A 57–year–old man presented acutely after being awoken from sleep with shortness of breath. He had no associated or prodromal symptoms, and no gastrointestinal complaints. Review of systems revealed significant weight loss, with waist size decreasing from 42 to 32 inches in 3 years. There was no family history of malignancy. Vital signs, physical examination, laboratory studies, and electrocardiogram (EKG) upon presentation were all unremarkable. Admission chest radiograph suggested an enlarged cardiac silhouette and small bilateral pleural effusions. Transthoracic echocardiogram discovered a large circumferential pericardial effusion with signs of hemodynamic compromise. Emergent pericardiocentesis removed 750 mililiters of straw–colored fluid. Serologic and pericardial fluid testing for infectious pathogens were negative. Computed tomography (CT) scan of the chest was without evidence of intrathoracic malignancy. Abdominal CT identified a focal necrotic rim–enhancing mass involving the ileocecal junction and cecum. Pericardial fluid cytology returned positive for malignant adenocarcinoma, with immunohistochemical staining suggestive of a gastrointestinal source. Colonoscopy visualized a nearly–obstructing mass in the proximal ascending colon, with biopsy positive for moderately differentiated colon adenocarcinoma. Surgical window was ultimately required for recurrence of the pericardial effusion. The patient was discharged to pursue a second opinion at another institution, and passed away 4 months after his initial diagnosis of cancer.

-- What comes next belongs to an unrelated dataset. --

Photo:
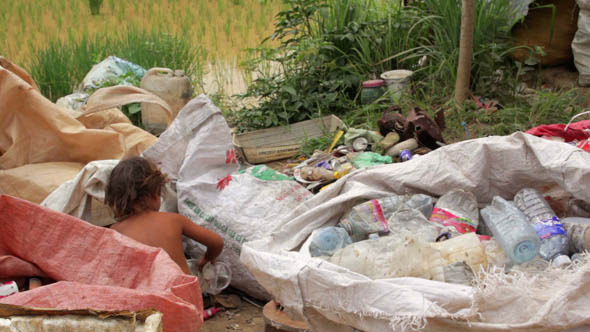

All pericardial effusions require a thorough diagnostic evaluation. Malignant pericardial effusion (MPE) is common (13–44% in various series), and is the most frequent cause of pericardial effusion and tamponade in tertiary academic medical centers. MPE also often yields the diagnosis of a previously unrecognized cancer, estimated at 18% in hemodynamically significant effusions. Malignancies of the lung are most common, while a gastrointestinal source is infrequent in MPE. In the clinical assessment of pericardial effusion, the absence of hallmark features (chest pain, friction rub, fever, characteristic EKG findings) has been associated with a greater likelihood of MPE. While cytology can be a useful tool in the diagnosis of MPE, it is far from the gold standard. Sensitivities of cytology for MPE in multiple case series range from 50–90%. When present, abnormal cytology in MPE is associated with a reduction in median survival from 15 to 7 weeks, and an increased need for repeat pericardiocentesis or pericardial surgery.
MPE as the initial manifestation of a disseminated malignancy is not a rare event, though the colonic origin of this malignancy certainly was. Clinicians should be aware of the prevalence of MPE, especially as an initial presentation of cancer to facilitate rapid diagnosis and prompt treatment for patients who desire it.